Het bedrag dat burgemeester en wethouders hebben toegekend als subsidie voor apparaatskosten wordt terstond betaalbaar gesteld.

 

Hoofdstuk 6 Bepalingen met betrekking tot niet bestede subsidie.

Artikel 13

Indien burgemeester en wethouders niet het gehele bedrag dat bestemd is voor de subsidiëring van activiteiten gedurende een tijdvak besteed hebben, dan wordt het resterende bedrag door burgemeester en wethouders gevoegd bij het daaropvolgende tijdvak toegekende bedrag van het ministerie VROM.
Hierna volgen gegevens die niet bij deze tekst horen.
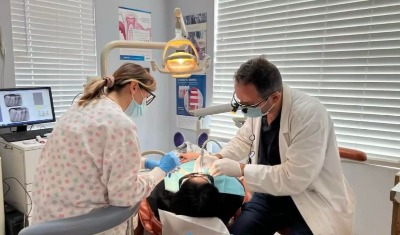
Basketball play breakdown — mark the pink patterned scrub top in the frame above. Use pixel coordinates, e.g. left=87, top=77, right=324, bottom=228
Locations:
left=32, top=97, right=158, bottom=234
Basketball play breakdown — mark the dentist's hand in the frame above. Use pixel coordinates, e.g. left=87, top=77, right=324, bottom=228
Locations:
left=144, top=159, right=160, bottom=170
left=193, top=154, right=219, bottom=172
left=209, top=158, right=243, bottom=177
left=158, top=152, right=181, bottom=174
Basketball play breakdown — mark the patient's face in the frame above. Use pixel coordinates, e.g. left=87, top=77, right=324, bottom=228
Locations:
left=187, top=176, right=209, bottom=184
left=179, top=173, right=214, bottom=188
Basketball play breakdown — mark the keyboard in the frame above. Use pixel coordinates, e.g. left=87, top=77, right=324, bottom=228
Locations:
left=0, top=128, right=53, bottom=142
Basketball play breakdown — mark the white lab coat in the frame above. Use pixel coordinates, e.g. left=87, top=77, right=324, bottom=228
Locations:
left=220, top=84, right=355, bottom=235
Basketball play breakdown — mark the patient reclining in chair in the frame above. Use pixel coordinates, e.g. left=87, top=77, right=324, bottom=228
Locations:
left=146, top=159, right=245, bottom=225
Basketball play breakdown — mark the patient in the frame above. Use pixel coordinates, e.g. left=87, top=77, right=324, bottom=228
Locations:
left=146, top=164, right=245, bottom=225
left=170, top=173, right=223, bottom=219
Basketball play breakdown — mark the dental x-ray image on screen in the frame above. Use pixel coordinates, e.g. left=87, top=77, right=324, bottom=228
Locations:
left=4, top=94, right=22, bottom=107
left=0, top=87, right=55, bottom=129
left=9, top=107, right=30, bottom=122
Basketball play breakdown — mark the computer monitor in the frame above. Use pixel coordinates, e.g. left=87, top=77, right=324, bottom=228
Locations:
left=0, top=87, right=56, bottom=131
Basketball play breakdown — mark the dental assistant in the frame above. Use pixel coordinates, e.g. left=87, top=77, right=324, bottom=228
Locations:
left=32, top=63, right=180, bottom=235
left=207, top=56, right=355, bottom=235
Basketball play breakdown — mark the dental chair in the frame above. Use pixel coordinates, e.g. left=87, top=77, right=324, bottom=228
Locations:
left=138, top=147, right=366, bottom=235
left=138, top=179, right=251, bottom=235
left=18, top=204, right=140, bottom=235
left=138, top=150, right=251, bottom=235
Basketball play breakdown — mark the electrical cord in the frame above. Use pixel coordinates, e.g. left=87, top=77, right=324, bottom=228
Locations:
left=71, top=92, right=82, bottom=105
left=3, top=180, right=10, bottom=198
left=247, top=118, right=256, bottom=164
left=3, top=177, right=33, bottom=218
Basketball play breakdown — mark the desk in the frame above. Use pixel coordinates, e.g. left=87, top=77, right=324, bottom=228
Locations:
left=391, top=172, right=400, bottom=235
left=0, top=139, right=43, bottom=224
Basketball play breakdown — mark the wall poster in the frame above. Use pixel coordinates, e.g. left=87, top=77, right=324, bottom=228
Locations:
left=118, top=7, right=152, bottom=61
left=183, top=13, right=207, bottom=60
left=176, top=75, right=206, bottom=130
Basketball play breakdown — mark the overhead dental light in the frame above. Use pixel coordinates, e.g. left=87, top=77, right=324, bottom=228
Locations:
left=150, top=8, right=210, bottom=78
left=97, top=8, right=210, bottom=80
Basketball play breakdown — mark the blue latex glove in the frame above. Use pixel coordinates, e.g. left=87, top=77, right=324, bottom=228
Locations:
left=144, top=159, right=160, bottom=170
left=158, top=151, right=181, bottom=174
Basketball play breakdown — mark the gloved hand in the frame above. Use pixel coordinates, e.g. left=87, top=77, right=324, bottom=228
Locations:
left=193, top=154, right=219, bottom=172
left=144, top=158, right=160, bottom=170
left=158, top=151, right=181, bottom=174
left=209, top=158, right=242, bottom=177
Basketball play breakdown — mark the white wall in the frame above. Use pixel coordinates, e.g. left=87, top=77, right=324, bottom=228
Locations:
left=95, top=0, right=172, bottom=152
left=0, top=0, right=17, bottom=135
left=0, top=0, right=16, bottom=89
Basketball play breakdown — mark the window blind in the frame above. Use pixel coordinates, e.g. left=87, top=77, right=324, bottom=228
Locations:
left=10, top=0, right=97, bottom=119
left=212, top=0, right=400, bottom=162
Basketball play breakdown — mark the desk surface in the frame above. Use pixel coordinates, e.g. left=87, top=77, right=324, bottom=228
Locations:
left=0, top=138, right=45, bottom=150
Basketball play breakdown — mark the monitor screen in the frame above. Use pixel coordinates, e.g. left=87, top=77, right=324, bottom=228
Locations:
left=0, top=87, right=56, bottom=128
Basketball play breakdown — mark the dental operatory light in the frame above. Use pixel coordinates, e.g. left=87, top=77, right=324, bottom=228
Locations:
left=150, top=8, right=210, bottom=78
left=98, top=8, right=210, bottom=80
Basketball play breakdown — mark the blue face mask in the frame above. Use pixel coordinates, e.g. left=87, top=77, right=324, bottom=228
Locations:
left=242, top=100, right=274, bottom=118
left=124, top=91, right=147, bottom=118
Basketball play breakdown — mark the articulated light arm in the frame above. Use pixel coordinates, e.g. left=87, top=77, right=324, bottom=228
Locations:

Hoofdstuk 7 Het toezicht op de werkzaamheden en het financieel beheer van woonconsumentenorganisaties

Artikel 14

1. Een woonconsumentenorganisatie die subsidie krijgt op grond van deze verordening als tegemoetkoming in de apparaatskosten is verplicht ten behoeve van burgemeester en wethouders:

- inzage te geven in haar boekhouding en administratie;

- alle inlichtingen te verstrekken, desgewenst schriftelijk, welke van haar in het belang van een goede controle op het financiële beheer en administratie worden gevraagd;alle inlichtingen te verstrekken, welke worden gevraagd in het belang van de beoordeling van de doelmatigheid en rechtmatigheid van de besteding van de subsidie.

2. De woonconsumentenorganisatie draagt er zorg voor dat de financiële administratie zodanig is ingericht, dat er op eenvoudige wijze inzicht kan worden verkregen in haar boekhouding.

3. De woonconsumentenorganisatie volgt de aanwijzingen op, welke haar in het belang van een goede administratie en de financiële controle door of vanwege burgemeester en wethouders worden gegeven.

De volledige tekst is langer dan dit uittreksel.